The Hidden Storage Every Home Has (and Why It’s the Hardest Part of Moving a Parent)
Every home has it…
If you don’t know where it is…
Or, if you haven’t found it…
YOU WILL
As far back as humans go, we are genetically hunter-gatherers and everyone is a little bit of a secret “hoarder.”
This is not a bad thing by any means.
Your parent’s have a place where they stash stuff - maybe they don’t know where it is or even what’s in there. But as you’re Right-Sizing, it happens:
You’ve made progress.
Closets are cleared.
Boxes are labeled.
You start thinking, “Okay… this might actually be manageable.”
But, then someone opens a door in the back corner or a closet, an attic spot you never noticed, or the crawl-space deep in the basement. Suddenly it feels like the house just revealed a second version of itself.

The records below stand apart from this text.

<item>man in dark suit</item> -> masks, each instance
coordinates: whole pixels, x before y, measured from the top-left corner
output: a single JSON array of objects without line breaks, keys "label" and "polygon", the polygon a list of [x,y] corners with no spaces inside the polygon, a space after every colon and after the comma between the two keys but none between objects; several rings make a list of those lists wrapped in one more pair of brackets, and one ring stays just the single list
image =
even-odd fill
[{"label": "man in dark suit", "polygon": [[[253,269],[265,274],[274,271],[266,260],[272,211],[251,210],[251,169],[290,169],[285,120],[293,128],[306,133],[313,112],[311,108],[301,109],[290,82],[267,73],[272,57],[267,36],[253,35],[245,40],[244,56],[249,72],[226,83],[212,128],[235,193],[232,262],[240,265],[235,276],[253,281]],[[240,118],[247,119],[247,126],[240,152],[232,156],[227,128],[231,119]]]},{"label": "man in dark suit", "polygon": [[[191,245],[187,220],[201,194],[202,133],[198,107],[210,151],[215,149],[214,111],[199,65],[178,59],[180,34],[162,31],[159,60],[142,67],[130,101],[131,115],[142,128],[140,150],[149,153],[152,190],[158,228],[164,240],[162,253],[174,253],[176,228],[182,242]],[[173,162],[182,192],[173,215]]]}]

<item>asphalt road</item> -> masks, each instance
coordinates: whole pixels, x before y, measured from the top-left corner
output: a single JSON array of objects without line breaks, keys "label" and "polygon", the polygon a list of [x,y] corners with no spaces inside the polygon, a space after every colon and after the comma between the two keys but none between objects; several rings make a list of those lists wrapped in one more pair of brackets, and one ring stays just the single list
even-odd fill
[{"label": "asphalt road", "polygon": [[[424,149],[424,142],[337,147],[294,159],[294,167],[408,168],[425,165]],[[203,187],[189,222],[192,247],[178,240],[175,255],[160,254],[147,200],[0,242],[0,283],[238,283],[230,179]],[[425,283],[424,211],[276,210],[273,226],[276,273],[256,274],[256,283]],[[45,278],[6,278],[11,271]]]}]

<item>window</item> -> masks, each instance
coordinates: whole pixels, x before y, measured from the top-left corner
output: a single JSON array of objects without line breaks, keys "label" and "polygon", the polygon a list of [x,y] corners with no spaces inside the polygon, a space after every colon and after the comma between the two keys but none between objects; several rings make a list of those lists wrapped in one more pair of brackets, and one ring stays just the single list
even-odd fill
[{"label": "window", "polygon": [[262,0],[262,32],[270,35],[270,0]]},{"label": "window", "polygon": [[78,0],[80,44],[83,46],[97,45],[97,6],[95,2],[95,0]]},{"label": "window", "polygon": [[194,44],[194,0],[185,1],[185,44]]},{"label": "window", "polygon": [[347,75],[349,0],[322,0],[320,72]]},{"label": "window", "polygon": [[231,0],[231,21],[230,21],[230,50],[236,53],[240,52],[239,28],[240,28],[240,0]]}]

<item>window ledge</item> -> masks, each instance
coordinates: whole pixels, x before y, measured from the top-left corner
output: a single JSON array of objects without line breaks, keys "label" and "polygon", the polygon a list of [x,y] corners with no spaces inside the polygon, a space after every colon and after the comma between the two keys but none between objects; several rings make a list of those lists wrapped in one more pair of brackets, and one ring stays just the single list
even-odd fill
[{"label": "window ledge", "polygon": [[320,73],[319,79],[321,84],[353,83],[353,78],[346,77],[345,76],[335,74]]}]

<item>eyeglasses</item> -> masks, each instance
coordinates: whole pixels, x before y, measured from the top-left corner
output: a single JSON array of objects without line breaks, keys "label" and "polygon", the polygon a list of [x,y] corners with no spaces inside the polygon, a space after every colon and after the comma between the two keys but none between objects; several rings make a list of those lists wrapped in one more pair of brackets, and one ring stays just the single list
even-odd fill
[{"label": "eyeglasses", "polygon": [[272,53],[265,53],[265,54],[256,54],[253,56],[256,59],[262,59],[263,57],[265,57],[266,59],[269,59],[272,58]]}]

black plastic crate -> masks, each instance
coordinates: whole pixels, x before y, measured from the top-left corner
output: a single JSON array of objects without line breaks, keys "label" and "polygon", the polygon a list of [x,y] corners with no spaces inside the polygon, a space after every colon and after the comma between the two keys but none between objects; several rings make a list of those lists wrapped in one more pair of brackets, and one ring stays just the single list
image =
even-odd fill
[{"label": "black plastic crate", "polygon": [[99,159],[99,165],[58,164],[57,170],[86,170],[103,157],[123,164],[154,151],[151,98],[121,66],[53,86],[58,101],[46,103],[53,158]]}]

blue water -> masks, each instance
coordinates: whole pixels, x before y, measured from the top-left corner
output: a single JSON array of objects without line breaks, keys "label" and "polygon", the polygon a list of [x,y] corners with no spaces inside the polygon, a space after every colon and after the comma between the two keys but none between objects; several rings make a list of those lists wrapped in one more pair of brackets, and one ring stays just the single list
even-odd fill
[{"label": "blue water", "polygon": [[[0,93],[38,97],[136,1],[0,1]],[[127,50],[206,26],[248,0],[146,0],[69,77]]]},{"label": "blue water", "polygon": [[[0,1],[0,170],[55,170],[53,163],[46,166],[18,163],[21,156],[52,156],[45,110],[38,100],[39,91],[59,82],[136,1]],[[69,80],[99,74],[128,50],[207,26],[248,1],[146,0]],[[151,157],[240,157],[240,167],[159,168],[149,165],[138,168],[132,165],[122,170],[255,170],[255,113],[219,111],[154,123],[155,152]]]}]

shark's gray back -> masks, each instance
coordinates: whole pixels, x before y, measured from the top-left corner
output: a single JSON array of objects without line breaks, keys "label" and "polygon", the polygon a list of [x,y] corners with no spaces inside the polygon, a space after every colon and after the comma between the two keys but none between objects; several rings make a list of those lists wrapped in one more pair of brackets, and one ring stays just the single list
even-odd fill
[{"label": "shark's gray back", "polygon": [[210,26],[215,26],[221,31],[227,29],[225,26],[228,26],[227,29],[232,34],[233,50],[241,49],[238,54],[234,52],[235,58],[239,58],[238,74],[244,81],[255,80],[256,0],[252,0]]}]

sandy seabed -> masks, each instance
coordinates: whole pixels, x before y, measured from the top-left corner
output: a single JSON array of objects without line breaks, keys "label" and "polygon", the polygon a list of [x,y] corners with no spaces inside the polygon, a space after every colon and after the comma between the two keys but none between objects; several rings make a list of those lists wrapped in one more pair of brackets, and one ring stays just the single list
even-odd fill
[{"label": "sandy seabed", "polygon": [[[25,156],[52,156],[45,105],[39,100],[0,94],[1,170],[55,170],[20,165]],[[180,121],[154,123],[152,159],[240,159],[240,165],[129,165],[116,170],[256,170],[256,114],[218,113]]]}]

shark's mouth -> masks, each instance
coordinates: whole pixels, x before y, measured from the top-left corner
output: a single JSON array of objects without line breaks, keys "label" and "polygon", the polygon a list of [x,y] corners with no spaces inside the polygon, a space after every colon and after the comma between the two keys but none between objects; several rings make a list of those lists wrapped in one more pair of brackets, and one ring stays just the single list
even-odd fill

Every Home Has a Second Layer because homes don’t just have living space. They have storage space that quietly grew over time. By no mean does it happen all at once. Quite the opposite, it builds slowly…
A box from one move that never got unpacked
Holiday decorations that multiply every year
“Important” items that feel too risky to throw away
Until one day, those spaces hold decades and when it’s time to move, that’s what surfaces.
This Is the Part No One Plans For when families think about moving a parent, they picture:
Furniture,
Clothes,
& Personal items
What they don’t picture is:
Crawling through an attic in the heat of the day
Carrying boxes up narrow stairs from a basement
Sorting items that haven’t been touched in years
This is the part that is physically demanding and so time-consuming. More often than not, it’s emotionally unexpected. That’s because you’re not just moving things - you’re actually uncovering them.
What You’ll Actually Find is that every house is different, but somehow… every house is also the same.
In these tucked away spaces, there are:
Boxes labeled in a way that raises more questions than answers
Items saved for a purpose no one quite remembers
Belongings that were important at one point, but haven’t been used in years
Sometimes, you’ll stop for a minute because a photo, a letter, or another piece of your family’s story comes into focus. It may hit you like a ton of bricks because not only was it hidden, but it also means something.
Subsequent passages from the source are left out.